Local by default
Audio and speech recognition stay on the Mac. Cloud-based enhancement is optional, user-triggered, and separate from the recording path.
Case study · Personal project
Private meeting transcription that stays editable while the conversation is still happening.
A native macOS workflow for capturing microphone audio, the other side of a call, or both—then transcribing everything locally with Core ML.
Role
Product, design, and engineering
Platform
macOS 14.4+
Core stack
React, Tauri, Rust, Swift, Core ML
The problem
Most transcription tools ask for a quiet trade: send the conversation to a server, accept a rigid transcript, and clean it up later in a separate document.
Meeting Notes began with a stricter brief: capture both sides of a call, keep recognition on-device, and let the user keep writing in the same note while transcription continues around them.
That made privacy, editability, and native audio capture architectural constraints rather than features to bolt on at the end.
Product decisions
Audio and speech recognition stay on the Mac. Cloud-based enhancement is optional, user-triggered, and separate from the recording path.
The document remains editable during recording. Manual changes are preserved while new transcript segments continue after them.
Microphone and system audio can be recorded independently or together, with clear Me and Them labels in dual-source mode.
Architecture
The application uses a narrow event boundary between the web interface, the desktop shell, and native audio processing. That keeps the editor productive without asking the browser layer to pretend it is macOS.
Owns the note editor, recording controls, and visible recording state.
Coordinates audio capture, process lifecycle, and typed events between the interface and native sidecar.
Handles streaming speech recognition and the Core Audio process tap for system sound.
Runs Parakeet v3 locally for live captions, system audio, and file transcription across 25 languages.
What shipped
Live captions stream into the note with roughly three seconds of latency.

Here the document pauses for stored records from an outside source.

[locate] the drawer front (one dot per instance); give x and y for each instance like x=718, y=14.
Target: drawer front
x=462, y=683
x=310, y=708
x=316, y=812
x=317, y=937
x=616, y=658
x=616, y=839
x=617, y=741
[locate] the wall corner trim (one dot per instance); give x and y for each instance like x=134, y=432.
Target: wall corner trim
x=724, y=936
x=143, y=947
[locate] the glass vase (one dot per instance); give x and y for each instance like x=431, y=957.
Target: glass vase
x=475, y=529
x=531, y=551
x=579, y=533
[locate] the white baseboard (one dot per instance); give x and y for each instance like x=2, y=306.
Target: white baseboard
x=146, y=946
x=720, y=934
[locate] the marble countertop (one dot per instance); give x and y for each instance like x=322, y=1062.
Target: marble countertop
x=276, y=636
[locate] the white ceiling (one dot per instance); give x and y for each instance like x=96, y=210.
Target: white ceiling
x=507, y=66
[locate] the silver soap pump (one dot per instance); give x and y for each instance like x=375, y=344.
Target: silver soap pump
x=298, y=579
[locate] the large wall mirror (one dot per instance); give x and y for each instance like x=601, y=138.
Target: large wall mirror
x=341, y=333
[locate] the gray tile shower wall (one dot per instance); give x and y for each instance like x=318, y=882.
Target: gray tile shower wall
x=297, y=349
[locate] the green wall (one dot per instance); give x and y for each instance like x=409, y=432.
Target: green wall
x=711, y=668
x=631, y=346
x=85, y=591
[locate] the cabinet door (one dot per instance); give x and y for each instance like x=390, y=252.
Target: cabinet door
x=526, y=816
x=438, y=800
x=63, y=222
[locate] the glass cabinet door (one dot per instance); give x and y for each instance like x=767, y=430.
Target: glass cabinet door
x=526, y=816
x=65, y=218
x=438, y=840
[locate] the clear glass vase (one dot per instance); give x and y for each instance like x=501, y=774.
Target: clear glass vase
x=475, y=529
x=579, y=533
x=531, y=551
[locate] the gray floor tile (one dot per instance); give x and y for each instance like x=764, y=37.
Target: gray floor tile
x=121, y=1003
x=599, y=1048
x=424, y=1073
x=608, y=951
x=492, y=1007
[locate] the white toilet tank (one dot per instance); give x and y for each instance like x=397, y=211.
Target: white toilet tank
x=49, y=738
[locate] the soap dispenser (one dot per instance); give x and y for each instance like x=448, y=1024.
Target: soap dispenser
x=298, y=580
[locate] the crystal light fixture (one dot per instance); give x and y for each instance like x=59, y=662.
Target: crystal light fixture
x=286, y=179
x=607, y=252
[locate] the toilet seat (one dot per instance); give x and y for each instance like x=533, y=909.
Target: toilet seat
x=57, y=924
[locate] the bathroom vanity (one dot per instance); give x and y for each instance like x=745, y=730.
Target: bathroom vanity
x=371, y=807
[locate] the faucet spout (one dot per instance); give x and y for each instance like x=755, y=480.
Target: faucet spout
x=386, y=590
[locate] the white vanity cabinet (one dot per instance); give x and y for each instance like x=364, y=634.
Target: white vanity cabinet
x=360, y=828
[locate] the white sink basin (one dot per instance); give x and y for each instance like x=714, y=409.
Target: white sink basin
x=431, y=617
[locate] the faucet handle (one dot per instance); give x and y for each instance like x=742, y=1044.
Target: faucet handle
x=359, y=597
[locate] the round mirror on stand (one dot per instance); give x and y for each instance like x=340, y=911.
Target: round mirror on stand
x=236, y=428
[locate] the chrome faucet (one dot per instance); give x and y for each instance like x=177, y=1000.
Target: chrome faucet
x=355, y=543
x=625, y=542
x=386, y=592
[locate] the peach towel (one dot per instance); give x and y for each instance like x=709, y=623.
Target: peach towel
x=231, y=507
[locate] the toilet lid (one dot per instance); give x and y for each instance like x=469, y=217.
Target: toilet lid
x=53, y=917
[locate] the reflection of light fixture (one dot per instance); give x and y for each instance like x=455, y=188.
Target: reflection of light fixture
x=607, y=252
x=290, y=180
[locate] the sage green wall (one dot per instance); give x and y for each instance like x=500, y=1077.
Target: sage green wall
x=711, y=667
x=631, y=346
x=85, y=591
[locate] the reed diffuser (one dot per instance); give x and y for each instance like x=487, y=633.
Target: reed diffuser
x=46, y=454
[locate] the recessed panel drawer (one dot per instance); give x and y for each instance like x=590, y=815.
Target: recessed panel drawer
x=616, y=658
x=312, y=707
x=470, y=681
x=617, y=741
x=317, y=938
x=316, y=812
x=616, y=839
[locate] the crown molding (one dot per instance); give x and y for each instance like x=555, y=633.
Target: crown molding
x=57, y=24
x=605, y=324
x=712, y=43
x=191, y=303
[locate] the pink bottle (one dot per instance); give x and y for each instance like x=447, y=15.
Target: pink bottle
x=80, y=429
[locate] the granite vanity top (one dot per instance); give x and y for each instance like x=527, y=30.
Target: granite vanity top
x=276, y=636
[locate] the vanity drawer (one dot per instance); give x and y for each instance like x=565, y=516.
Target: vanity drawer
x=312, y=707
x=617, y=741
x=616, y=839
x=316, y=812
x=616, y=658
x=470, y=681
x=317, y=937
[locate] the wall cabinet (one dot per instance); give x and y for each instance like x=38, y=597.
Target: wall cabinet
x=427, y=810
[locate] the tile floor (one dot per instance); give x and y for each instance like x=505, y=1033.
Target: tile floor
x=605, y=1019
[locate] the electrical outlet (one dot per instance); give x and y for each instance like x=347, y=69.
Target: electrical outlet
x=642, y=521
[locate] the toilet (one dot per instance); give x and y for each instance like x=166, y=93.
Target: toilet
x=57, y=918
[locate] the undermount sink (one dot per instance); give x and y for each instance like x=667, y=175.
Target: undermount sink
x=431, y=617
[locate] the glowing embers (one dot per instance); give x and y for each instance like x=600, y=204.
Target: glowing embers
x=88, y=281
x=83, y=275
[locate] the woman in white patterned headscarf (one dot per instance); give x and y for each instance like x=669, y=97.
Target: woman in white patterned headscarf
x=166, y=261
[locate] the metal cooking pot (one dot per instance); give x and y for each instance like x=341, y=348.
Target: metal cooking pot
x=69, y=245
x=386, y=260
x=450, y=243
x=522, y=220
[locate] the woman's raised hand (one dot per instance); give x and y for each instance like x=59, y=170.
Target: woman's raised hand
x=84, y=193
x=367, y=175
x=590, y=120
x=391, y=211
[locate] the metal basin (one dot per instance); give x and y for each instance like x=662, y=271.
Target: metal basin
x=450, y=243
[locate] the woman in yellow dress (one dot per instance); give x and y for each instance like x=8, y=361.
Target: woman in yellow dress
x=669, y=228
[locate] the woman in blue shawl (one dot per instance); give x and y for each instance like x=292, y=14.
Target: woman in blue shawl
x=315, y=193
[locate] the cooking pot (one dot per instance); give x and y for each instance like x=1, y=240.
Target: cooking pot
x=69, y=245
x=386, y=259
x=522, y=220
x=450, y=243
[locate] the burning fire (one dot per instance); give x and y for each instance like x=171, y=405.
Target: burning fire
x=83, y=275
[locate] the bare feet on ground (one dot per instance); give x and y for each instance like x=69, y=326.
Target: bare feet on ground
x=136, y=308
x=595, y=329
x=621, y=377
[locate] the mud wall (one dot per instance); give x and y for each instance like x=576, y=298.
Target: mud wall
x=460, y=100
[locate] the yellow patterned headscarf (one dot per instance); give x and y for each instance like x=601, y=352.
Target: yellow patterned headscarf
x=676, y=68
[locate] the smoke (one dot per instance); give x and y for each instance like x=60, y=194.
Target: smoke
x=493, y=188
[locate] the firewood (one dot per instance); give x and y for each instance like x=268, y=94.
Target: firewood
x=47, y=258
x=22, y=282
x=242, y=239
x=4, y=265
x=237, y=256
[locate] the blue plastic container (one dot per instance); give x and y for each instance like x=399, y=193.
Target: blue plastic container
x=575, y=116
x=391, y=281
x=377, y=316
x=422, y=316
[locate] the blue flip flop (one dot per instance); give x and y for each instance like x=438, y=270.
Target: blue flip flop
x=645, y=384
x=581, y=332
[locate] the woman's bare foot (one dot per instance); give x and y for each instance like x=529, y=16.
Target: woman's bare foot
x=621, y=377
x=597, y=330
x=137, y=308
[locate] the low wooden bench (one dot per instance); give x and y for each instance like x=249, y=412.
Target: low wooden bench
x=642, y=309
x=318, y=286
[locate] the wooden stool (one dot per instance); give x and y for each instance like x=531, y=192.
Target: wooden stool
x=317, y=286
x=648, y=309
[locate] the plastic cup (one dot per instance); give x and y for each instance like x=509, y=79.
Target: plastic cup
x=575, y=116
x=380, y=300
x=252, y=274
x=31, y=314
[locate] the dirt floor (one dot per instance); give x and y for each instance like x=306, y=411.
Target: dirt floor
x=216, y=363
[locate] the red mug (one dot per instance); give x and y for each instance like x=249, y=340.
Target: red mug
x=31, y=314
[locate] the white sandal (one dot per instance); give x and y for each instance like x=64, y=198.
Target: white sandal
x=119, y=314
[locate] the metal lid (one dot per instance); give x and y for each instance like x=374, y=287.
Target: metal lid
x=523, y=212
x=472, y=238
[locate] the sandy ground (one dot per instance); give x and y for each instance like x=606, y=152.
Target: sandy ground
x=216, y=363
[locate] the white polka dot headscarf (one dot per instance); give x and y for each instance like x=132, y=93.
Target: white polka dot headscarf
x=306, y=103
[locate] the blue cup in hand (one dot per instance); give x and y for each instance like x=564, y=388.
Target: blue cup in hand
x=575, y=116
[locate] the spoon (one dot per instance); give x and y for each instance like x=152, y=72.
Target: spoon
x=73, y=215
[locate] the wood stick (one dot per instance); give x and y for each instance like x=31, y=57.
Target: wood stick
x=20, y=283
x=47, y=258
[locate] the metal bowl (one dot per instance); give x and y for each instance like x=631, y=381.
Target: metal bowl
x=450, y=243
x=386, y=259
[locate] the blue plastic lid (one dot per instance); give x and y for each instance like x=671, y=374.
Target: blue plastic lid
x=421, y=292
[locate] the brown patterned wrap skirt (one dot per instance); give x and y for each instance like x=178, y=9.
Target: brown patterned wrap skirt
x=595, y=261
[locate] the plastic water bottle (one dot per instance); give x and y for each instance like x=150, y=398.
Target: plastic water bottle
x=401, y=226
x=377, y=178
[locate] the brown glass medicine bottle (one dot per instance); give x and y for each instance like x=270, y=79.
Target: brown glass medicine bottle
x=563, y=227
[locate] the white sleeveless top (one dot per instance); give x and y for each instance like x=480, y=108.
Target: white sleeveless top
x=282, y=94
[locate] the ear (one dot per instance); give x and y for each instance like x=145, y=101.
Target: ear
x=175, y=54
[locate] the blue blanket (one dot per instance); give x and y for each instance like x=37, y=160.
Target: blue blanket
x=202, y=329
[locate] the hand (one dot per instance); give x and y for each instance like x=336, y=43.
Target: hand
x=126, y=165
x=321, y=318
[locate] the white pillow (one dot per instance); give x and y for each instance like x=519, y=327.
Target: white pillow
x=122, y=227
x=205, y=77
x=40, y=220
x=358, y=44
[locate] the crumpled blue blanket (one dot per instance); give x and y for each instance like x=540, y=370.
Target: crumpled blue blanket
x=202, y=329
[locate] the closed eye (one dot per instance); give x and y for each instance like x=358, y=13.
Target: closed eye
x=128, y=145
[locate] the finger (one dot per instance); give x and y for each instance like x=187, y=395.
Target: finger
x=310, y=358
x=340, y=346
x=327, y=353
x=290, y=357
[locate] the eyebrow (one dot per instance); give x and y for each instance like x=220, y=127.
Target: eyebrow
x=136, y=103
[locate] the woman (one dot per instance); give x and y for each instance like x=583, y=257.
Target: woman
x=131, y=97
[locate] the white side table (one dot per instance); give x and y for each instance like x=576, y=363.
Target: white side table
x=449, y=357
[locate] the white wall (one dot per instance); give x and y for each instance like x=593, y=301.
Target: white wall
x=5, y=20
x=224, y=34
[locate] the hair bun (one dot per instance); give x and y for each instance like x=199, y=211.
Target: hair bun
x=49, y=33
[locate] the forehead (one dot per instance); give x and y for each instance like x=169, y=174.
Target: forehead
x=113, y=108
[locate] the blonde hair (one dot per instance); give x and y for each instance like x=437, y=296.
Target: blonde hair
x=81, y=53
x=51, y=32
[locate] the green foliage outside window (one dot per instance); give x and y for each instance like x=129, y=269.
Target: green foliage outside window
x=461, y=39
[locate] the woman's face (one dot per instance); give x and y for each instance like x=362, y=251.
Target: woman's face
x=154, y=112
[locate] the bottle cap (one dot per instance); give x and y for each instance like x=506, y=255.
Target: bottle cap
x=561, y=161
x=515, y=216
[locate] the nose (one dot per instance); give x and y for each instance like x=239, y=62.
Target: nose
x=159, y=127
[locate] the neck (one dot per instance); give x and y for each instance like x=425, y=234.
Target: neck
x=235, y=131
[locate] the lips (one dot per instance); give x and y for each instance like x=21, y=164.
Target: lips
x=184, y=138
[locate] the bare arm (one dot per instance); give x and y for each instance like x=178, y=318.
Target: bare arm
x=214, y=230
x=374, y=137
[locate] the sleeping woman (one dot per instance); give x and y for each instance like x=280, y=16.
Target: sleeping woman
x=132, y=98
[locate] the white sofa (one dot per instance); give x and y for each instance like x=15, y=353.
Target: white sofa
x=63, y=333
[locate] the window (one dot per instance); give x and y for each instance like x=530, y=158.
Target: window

Dual-source mode captures both sides of a call without requiring screen-recording permission.
Every decoded window is retained instead of silently dropping transcript segments.
One local speech model supports live recording, system audio, and imported audio files.
The raw transcript remains the source of truth until the user explicitly chooses to enhance it.
Reflection
Keeping speech recognition local did more than protect audio. It created a clearer product contract: recording produces a useful raw note, editing never stops the stream, and AI enhancement only happens after an explicit choice.